After postponing their 180-guest wedding celebration planned for 9.12.20 at Glen Magna Farms, Megan and Joe decided in August that they wanted to have a small ceremony on their original date in the backyard of their new home in Reading, Massachusetts. Already faced with the difficult decision of postponing, we thought they deserved the freedom to focus on what mattered most – their love and marriage. So we asked if they would allow us to completely surprise them with every detail of their minimony, and they enthusiastically agreed.
With just a few weeks to plan, we wanted to ensure they weren’t bogged down by too many details! Because we had been working with them for almost a year to plan their large celebration, we knew the couple well and were so excited to do this for them. Here’s how we pulled it together.
The design of the minimony was a nod to the original celebration we were planning. We blended old-world romance, music, vintage elements, and the Parisian-style gardens at the venue. Plus, the couple, both musicians, Megan, a singer, and Joe, a drummer in a punk-rock band, met and bonded over music.
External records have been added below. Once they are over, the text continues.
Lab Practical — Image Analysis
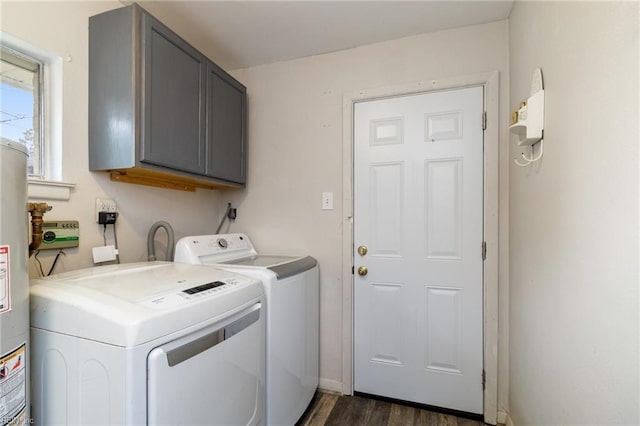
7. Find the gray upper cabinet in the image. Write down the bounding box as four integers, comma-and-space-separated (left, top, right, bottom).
206, 63, 246, 183
89, 4, 246, 191
141, 13, 207, 175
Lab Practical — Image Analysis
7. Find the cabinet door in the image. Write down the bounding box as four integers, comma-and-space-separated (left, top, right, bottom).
141, 13, 206, 175
206, 63, 246, 184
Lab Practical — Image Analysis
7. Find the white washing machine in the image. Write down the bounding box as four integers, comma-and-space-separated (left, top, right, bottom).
175, 234, 319, 426
30, 261, 265, 425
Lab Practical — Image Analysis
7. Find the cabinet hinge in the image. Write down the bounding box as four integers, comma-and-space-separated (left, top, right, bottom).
482, 369, 486, 390
482, 111, 487, 130
352, 266, 355, 275
482, 241, 487, 261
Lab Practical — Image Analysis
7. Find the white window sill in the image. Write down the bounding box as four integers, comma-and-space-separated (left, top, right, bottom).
28, 179, 75, 201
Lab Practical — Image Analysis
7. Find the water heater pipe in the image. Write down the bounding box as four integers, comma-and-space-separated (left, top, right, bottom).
28, 202, 52, 257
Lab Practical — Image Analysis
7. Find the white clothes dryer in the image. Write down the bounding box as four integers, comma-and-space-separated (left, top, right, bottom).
30, 261, 265, 425
175, 233, 319, 426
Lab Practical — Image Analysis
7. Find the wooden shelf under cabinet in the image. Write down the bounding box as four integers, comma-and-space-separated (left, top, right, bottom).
108, 168, 243, 192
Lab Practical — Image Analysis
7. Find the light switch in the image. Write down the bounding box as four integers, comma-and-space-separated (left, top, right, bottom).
322, 192, 333, 210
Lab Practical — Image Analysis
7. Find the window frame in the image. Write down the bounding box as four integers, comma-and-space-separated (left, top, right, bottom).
1, 32, 73, 200
1, 44, 45, 178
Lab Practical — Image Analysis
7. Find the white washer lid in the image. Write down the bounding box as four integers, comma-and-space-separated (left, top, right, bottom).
30, 262, 263, 347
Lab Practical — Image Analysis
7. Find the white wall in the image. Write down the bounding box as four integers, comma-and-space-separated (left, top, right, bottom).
2, 2, 223, 274
508, 2, 639, 424
229, 20, 510, 406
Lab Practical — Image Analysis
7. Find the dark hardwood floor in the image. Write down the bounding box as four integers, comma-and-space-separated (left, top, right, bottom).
297, 392, 485, 426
We wanted their wedding day to feel like an old song – the kind that transports you to a special place in your heart and mind – one that you love more every single time you hear it.
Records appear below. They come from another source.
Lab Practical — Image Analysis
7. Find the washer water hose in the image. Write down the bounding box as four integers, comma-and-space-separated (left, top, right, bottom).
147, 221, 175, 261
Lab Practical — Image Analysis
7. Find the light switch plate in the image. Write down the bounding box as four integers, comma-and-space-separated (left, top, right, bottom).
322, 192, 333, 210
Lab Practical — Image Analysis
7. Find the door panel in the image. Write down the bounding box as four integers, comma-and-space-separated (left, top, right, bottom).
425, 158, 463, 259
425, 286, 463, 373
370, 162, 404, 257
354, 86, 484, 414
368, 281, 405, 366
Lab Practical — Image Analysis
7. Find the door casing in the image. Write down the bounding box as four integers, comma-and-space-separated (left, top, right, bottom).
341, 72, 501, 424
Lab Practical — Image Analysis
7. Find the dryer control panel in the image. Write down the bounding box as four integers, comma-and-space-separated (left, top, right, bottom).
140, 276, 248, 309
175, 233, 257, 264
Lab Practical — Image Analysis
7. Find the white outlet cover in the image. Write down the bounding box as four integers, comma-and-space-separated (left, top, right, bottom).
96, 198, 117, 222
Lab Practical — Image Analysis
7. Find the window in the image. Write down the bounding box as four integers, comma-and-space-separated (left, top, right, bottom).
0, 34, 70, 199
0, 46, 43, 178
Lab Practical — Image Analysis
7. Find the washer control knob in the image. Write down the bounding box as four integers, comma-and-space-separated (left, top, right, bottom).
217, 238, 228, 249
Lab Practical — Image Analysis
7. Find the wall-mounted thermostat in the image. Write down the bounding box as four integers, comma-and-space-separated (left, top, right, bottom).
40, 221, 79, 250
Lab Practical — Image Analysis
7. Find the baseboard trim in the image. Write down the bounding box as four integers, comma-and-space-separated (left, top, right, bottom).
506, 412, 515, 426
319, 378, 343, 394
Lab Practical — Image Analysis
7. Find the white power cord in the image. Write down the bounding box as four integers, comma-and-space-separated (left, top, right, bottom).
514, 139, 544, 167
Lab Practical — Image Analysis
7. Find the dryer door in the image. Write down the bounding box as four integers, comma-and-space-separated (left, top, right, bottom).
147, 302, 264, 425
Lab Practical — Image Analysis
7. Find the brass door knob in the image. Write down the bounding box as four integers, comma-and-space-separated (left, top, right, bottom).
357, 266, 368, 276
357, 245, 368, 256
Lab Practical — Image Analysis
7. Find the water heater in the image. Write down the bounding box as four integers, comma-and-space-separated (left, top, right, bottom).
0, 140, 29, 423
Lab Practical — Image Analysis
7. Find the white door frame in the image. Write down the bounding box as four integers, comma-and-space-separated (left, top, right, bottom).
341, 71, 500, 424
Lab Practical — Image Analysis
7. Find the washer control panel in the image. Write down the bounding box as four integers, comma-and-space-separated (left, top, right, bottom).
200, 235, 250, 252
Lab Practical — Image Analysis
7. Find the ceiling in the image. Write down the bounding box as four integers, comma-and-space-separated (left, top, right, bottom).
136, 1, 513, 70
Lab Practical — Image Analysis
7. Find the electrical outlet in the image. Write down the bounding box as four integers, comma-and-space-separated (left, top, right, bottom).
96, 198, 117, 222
We kept the design for the minimony soft and romantic, but brought the drama with old-world Provincial garden touches (and slipped in a few disco balls!) in both the ceremony and reception decor. It felt as if their backyard was made for this small celebration.
We chose the coziest nook in the yard for the ceremony, which was down the hill from the dining area and surrounded by trees. We wanted the space to feel like a private vintage garden, tucked away from the festivities of the night. We procured a black iron arch which perfectly resembled the garden gate at Glen Magna and covered it with overflowing greenery, blush dahlias and roses to create a private and romantic space.